Sayın Abdullah Öcalan'ın Kürt halkı başta olmak üzere tüm demokrasi ve barış güçlerinde endişe yaratan sağlık durumunun birinci elden, bizzat kendisinden duyulması ve öğrenilmesi talebi derhal karşılanmalıdır. İmralı Adası aile ve avukat görüşüne açılmalı ve derhal siyasi bir heyet görüşme gerçekleştirmelidir.

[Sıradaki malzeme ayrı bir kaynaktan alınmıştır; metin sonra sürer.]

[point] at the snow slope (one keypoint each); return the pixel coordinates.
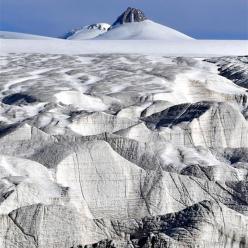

Hükümeti, en önemli barış gücü olan Sayın Abdullah Öcalan üzerindeki tecridin derhal kaldırılması yönünde tarihsel sorumluluğunu yerine getirmeye çağırıyoruz.”
 
HDP Kadın Meclisi, "Tecrit koşullarının ortadan kaldırılması için mücadelemizi geliştirerek devam ettireceğiz" derken, şu çağrıyı da yaptı: "Barış ve Demokratik Çözüm Süreci'nde sorumluluk üstlenen, rol oynayan, tüm demokratik kitle örgütlerini, kadınları ve tüm kamuoyunu, mutlak tecrit sistemi ile derinleştirilen çözümsüzlüğün ortadan kaldırılmasına yönelik rol almaya, tepkilerini ortaya koymaya çağırıyoruz."